Atharva glanced at Samar. “I read your report.”
“It’s still preliminary.” Samar spoke for the first time since the meeting started.
“Are you writing these from first-person experience or passing on from others’?”
“You think I am bluffing?”
Atharva paused. What were they talking about?
“I think it’s not practically possible to have this high number of intakes in the first round of membership drive for a new party.”
“We are an established party with a government in this state.”
“But new for Himachal.”
“I will not put your words in my mouth and say the numbers are false.”
“I did not say they were.” Atharva opened his iPad and pulled on his glasses, reading something. “I think they look inflated because so many territories together cannot grow together.”
“Maybe they are and you don’t want to accept it.”

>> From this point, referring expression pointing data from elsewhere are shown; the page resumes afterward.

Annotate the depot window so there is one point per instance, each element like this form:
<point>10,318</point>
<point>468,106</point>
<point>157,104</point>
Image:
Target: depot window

“Atharva, Samar,” Qureshi intervened. “Let’s take a step back here. The problem is inflated numbers or membership in Himachal?”

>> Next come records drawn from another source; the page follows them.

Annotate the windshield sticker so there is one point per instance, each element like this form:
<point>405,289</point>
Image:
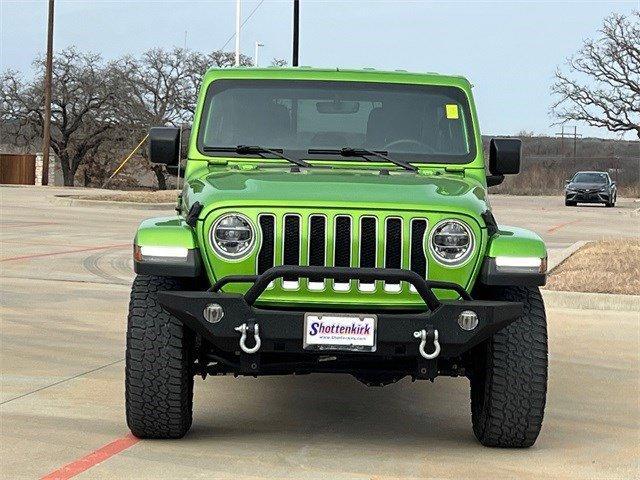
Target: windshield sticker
<point>452,111</point>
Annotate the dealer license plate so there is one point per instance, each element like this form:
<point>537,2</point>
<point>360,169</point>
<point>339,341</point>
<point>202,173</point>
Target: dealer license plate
<point>349,332</point>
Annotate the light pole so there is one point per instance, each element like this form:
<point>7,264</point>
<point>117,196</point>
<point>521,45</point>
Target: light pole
<point>238,33</point>
<point>255,56</point>
<point>296,31</point>
<point>46,128</point>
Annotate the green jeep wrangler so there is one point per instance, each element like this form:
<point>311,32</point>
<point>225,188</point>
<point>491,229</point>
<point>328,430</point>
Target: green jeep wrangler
<point>337,221</point>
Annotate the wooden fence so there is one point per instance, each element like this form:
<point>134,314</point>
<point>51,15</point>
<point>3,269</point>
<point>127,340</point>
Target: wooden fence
<point>17,169</point>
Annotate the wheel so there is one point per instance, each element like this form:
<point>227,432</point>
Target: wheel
<point>612,203</point>
<point>158,374</point>
<point>509,375</point>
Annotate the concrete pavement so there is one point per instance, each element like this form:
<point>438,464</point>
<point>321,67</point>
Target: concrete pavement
<point>64,283</point>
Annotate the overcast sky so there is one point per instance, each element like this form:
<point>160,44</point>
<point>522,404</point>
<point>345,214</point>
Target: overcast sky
<point>508,50</point>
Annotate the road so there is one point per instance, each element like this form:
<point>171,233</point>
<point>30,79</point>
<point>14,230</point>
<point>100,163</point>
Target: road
<point>64,283</point>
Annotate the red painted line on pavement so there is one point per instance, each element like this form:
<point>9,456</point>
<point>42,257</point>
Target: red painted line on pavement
<point>560,225</point>
<point>94,458</point>
<point>37,255</point>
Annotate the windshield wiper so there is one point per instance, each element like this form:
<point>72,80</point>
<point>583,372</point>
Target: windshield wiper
<point>249,149</point>
<point>364,153</point>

“The problem is funds,” Atharva scrolled on his screen. “Himachal does not generate any right now, so we are pumping in from J&K KDP.”

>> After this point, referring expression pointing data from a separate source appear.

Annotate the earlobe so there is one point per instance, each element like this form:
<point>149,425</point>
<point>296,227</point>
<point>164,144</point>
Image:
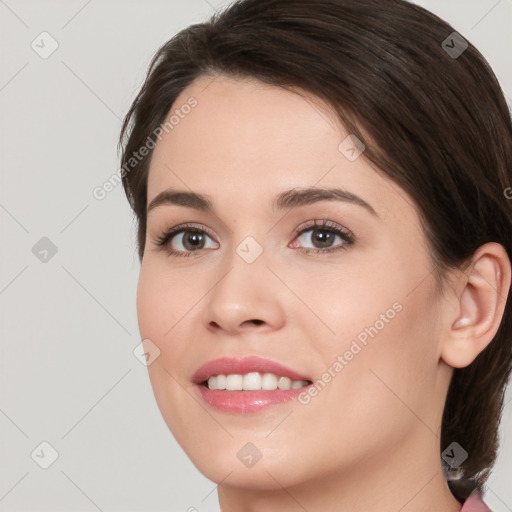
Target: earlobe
<point>481,304</point>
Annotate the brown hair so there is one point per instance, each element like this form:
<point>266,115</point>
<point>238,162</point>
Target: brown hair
<point>434,121</point>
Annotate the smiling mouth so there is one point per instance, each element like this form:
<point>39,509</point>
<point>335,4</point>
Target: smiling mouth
<point>253,381</point>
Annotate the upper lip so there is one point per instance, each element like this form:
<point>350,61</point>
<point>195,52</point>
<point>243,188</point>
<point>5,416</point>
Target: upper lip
<point>241,366</point>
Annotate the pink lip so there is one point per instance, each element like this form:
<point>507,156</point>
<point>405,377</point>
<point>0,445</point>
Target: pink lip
<point>245,401</point>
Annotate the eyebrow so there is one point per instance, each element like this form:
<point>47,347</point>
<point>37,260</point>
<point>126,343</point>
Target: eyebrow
<point>287,200</point>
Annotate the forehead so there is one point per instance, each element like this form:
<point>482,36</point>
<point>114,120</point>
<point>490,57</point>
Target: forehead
<point>245,140</point>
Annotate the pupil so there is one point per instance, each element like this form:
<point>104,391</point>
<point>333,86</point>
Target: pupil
<point>322,236</point>
<point>196,237</point>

“What did you expect?” Samar scoffed. “It takes time to penetrate a new state.”
“Then start by wooing potential donors.”
“We started KDP by self-funding,” Samar countered.
“Because Kashmir politics had kept its doors tightly locked for us and our ideology. Not the case for Himachal. There is no secessionism, no separatism, no anti-India sentiment.”
Samar seethed, but kept quiet.
“I suggest you go to these areas and do a random sampling. If 5 places work, then I am ready to accept these numbers.” Atharva set his iPad down.
Samar shot to his feet — “I am the President of this party, not your bureaucrat. Since this meeting is off the record, you can openly tell me this is punishment for making you unhappy.”
“This is not a punishment.” Atharva cut coldly.
“Tell yourself that if it makes you sleep easy.” Samar stepped back and pushed his chair in, his eyes roving the room and landing on her.
“Schedule however you want the ministers in KDP engagements, Amaal. If there are any gaps, we will manage from our side. The party’s karyakarta will know how important they are for the CM who won on their shoulders.”
With that, he walked out of the room.
————————————————————
Samar parked his car on the slope and turned the wheel. He pulled the handbrake and got out. He hiked the way up to his destination. The gate to Atharva’s house was a distant beam, security cooped up inside at this late hour. He glanced at the gate closer to him. Aamir Haider’s gate.
The security here was not as tight as the other house, of course.